No, it's not as sophisticated as the likes of a BMW 428i, but the steering has a weighty, meaty feel to it (especially in Sport mode) and the Magenride dampers do a very good job of juggling the need to absorb bumps, but also keep the body under tight control. The combination of a big, hefty, broad-shouldered Mustang and twisty, mountainous French roads should have been an utter disaster, but the EcoBoost leaped to the challenge and felt surprisingly rewarding on a road that, by rights, should flummox any Yankee car. If it's lacking in the tautness and precision of its German rivals, then it compensates with a level of involvement and flat-out enjoyment that's rather hard to beat.
Clearly, the EcoBoost engine is always going to come in second to the V8 when it comes to noise or sheer thrust (especially now that the V8 has 450hp to play with), but it's hardly disgraced, and the new ten-speed auto does a mostly excellent job of making the most of the engine's available power and torque. It's a better gearbox for relaxing than attacking, and occasionally it shunts and hunts for gears, but much of the time it manages to do that thing that the best auto gearboxes do - make you forget there's a gearbox there at all. In fact, sometimes, it sounds like a CVT, swapping ratios so smoothly and quickly that it feels as if there is one, constant, gear. Would we have it over the manual? Probably not, as the manual gearbox in the Mustang has a deliciously satisfying heft to it, but it's a better option than the old auto box ever was.

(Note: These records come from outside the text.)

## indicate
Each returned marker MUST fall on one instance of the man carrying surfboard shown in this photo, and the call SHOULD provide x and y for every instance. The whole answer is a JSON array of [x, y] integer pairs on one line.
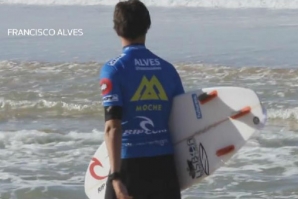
[[137, 89]]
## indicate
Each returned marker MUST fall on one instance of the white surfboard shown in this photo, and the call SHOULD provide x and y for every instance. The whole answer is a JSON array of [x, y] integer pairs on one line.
[[208, 127]]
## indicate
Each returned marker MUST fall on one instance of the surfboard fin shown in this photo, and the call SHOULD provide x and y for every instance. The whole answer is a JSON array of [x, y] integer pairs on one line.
[[242, 112], [206, 97], [225, 150]]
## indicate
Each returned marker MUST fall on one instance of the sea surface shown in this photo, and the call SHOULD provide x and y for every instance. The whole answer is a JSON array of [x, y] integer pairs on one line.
[[51, 119]]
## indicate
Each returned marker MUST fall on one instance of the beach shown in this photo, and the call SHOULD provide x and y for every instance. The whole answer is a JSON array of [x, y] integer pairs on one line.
[[51, 119]]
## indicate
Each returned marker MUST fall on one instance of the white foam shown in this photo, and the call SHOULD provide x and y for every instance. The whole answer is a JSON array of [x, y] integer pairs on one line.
[[272, 4]]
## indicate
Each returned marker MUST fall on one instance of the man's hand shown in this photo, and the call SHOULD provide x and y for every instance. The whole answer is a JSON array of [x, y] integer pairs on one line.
[[120, 190]]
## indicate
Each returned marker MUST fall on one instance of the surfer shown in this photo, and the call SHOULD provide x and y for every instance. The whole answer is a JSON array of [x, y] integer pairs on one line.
[[137, 90]]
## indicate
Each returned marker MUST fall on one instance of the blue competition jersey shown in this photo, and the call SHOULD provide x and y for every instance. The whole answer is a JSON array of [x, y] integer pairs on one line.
[[144, 85]]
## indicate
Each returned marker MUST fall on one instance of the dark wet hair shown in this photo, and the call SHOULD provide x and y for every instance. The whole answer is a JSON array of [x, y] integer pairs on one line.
[[131, 19]]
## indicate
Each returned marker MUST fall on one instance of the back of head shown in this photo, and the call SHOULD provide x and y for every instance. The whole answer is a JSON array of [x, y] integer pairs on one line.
[[131, 19]]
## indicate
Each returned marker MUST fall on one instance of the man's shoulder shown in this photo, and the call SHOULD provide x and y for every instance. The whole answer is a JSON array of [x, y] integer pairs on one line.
[[116, 61]]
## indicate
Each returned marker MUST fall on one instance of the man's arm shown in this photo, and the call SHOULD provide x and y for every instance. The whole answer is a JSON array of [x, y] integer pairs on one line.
[[113, 136]]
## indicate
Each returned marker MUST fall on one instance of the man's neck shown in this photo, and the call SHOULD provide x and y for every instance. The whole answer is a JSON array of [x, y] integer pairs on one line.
[[126, 42]]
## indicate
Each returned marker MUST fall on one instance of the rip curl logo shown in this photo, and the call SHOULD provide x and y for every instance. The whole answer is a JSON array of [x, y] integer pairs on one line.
[[146, 126]]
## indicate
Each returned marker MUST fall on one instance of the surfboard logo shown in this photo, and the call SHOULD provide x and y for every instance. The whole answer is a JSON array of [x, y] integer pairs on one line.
[[147, 90], [198, 165], [95, 163]]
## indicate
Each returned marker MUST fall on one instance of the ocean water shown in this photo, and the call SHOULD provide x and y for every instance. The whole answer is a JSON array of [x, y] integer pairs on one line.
[[51, 119]]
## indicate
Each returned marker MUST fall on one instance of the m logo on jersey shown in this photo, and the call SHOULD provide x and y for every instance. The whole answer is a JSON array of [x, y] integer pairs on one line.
[[150, 90]]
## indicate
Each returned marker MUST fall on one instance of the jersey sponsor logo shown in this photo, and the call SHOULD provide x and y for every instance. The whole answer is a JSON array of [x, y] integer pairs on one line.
[[147, 62], [145, 127], [106, 86], [150, 90], [197, 106], [110, 98]]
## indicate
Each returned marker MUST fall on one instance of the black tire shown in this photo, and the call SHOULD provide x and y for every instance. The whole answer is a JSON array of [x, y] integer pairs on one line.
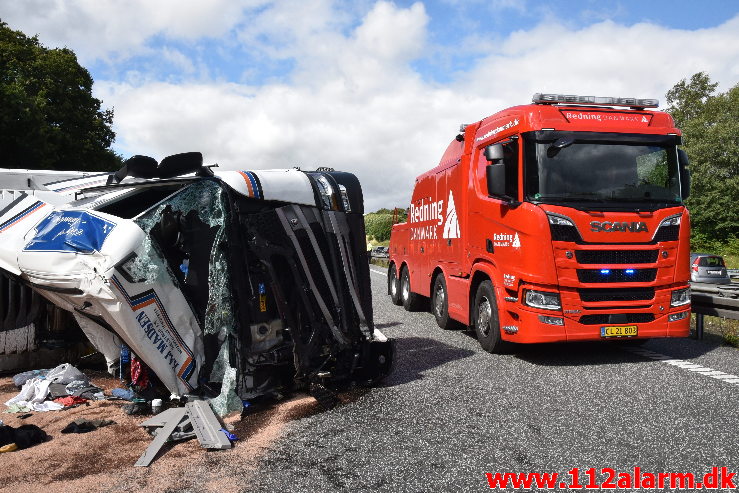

Those Magneride dampers have an extra little trick to play, too. Toggle the Mustang into Drag Strip mode and not only does the car activate normal launch control for maximum acceleration, but the dampers stiffen the front shocks, while softening at the rear, to achieve dragster-style squat under acceleration for maximum traction, then stiffening to aid aero performance as the speed picks up. Clever tech in pursuit of old-school hooning thrills. What's not to like?
What you get for your money
Prices are still to be confirmed, and the first Irish examples of the 2018 Mustang will actually, realistically, be 191-plate cars. They probably won't rise too much beyond the current €55,500 starting price for an EcoBoost Fastback, although the extra safety kit will presumably see some increase in the base price. The Magneride dampers (a must-have option) won't be cheap, though, and nor will the ten-speed auto.
Summary
The Ford Mustang is as the Mustang was - big, dumb and fun. If you buy the EcoBoost Fastback, with those trick dampers, it's surprisingly agile and sharp, but in sophistication terms it's still a long way behind its major European rivals. Still, when something looks this cool and goes this hard, does sophistication really come into it?